Soybean futures are yet to achieve the $9 mark after Chinese buyers took hold of the commodity.
Buyers in Beijing bought millions of dollars worth of soya beans in the preparation of next month’s fresh negotiations between the US and China in Washington.
November soybean futures rose 0.0025, or 0.03 percent to $899.25 per bushel on Monday in the US. The prices gained 4.8 percent last week, rise to their year-to-date gain to more than 0.5 percent.
According to data released by the US Department of Agriculture (USDA) about 204,000 tonnes of American soybeans were sold to Chinese imports which gulped about $67 million.
There are speculations that Chinese buyers had made orders for additional 600,000 tonnes due to heavy dependence on the commodity
However, it was revealed that the Chinese tariff commission, the second round in this year would be receiving applications from its importers to exclude US agriculture commodities including soybeans.
The White House has gone ahead to announce the delay of its planned tariffs on Chinese goods for an additional two weeks until October 15.
Meanwhile, according to the US Commodity Futures Trading Commission (CFTC), it witnessed an increase in net short positions in soybean futures for the week ending September 10. But commercial traders of the commodity are still in control.
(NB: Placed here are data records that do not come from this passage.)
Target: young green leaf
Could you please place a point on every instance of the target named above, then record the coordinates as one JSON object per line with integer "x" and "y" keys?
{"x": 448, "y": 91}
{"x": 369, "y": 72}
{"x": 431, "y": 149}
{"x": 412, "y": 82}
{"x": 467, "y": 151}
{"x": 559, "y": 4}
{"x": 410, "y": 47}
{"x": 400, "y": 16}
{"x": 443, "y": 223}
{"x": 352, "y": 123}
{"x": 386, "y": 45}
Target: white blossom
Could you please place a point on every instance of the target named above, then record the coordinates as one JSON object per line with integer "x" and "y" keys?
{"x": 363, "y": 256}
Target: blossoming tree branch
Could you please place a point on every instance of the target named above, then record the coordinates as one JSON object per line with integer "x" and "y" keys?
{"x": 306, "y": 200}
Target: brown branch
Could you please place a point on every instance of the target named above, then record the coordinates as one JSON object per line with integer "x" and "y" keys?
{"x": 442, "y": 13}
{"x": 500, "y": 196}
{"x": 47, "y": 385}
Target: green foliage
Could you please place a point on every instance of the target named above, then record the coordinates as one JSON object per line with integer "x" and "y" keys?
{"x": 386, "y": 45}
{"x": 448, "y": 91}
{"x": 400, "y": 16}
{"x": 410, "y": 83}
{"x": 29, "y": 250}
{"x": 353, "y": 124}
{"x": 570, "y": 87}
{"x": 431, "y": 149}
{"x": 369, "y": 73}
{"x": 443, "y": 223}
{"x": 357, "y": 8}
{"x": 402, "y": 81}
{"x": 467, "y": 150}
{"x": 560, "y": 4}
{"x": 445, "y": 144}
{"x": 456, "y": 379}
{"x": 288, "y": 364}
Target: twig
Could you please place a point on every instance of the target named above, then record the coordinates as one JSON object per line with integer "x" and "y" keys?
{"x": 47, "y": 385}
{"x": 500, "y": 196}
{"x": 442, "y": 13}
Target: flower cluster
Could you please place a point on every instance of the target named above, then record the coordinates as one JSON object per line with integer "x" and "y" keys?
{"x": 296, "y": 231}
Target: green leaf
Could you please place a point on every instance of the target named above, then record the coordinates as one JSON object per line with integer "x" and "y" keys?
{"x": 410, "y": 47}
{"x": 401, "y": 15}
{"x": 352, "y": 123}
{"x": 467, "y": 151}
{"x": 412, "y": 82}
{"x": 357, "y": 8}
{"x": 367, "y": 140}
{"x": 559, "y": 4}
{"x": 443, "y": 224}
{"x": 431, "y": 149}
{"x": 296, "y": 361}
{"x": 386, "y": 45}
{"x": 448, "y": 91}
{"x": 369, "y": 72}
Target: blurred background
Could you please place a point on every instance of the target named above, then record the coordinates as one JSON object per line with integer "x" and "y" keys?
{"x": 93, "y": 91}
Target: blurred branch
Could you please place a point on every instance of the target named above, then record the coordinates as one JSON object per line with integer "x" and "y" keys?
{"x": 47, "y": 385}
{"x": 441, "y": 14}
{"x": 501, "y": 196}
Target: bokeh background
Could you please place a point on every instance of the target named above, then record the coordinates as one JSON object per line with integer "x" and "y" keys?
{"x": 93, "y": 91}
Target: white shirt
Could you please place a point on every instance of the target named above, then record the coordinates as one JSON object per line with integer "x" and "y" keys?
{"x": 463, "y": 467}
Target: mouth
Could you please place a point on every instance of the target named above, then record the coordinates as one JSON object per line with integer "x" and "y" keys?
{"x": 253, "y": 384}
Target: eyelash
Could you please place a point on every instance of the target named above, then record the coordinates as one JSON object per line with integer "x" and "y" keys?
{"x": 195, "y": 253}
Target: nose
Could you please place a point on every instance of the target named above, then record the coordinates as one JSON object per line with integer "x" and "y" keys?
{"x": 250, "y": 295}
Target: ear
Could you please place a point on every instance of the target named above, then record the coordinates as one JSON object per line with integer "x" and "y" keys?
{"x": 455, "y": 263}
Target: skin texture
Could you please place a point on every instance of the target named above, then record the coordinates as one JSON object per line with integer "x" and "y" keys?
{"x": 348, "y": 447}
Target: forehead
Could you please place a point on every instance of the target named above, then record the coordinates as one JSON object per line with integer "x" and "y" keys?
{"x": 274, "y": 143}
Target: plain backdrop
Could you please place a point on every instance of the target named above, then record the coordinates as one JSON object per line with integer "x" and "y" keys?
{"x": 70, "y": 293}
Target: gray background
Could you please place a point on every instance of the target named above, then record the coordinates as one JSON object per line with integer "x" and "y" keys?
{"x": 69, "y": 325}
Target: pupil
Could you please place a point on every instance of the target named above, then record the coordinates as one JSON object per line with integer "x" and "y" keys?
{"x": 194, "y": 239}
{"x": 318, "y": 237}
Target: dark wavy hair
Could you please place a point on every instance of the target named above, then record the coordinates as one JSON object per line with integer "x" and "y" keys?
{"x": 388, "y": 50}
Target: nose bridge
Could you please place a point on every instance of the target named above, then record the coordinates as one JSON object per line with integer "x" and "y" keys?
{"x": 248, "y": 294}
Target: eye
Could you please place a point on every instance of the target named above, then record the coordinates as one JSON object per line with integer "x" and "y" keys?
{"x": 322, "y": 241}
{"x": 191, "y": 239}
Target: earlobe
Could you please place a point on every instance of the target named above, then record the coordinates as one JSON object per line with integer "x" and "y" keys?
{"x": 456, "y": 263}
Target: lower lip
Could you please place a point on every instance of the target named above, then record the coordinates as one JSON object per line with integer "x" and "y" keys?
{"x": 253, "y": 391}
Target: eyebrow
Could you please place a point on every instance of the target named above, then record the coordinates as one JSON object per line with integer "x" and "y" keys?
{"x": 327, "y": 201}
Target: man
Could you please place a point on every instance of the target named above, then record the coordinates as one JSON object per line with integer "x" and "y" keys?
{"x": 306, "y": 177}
But non-commercial investors are hoping for a fallout between the US and China on the new trade agreement.
Just last week, according to sources monitoring the situation, it was reported that the Trump administration would be willing to accept an interim deal but that was disputed by senior officials.
In other markets, November futures hanged $0.035, or 0.95 percent, to $3.7274 per pound. Wheat, on the other hand, rose $0.0475, or 0.98 percent, to $4.8825 a bushel.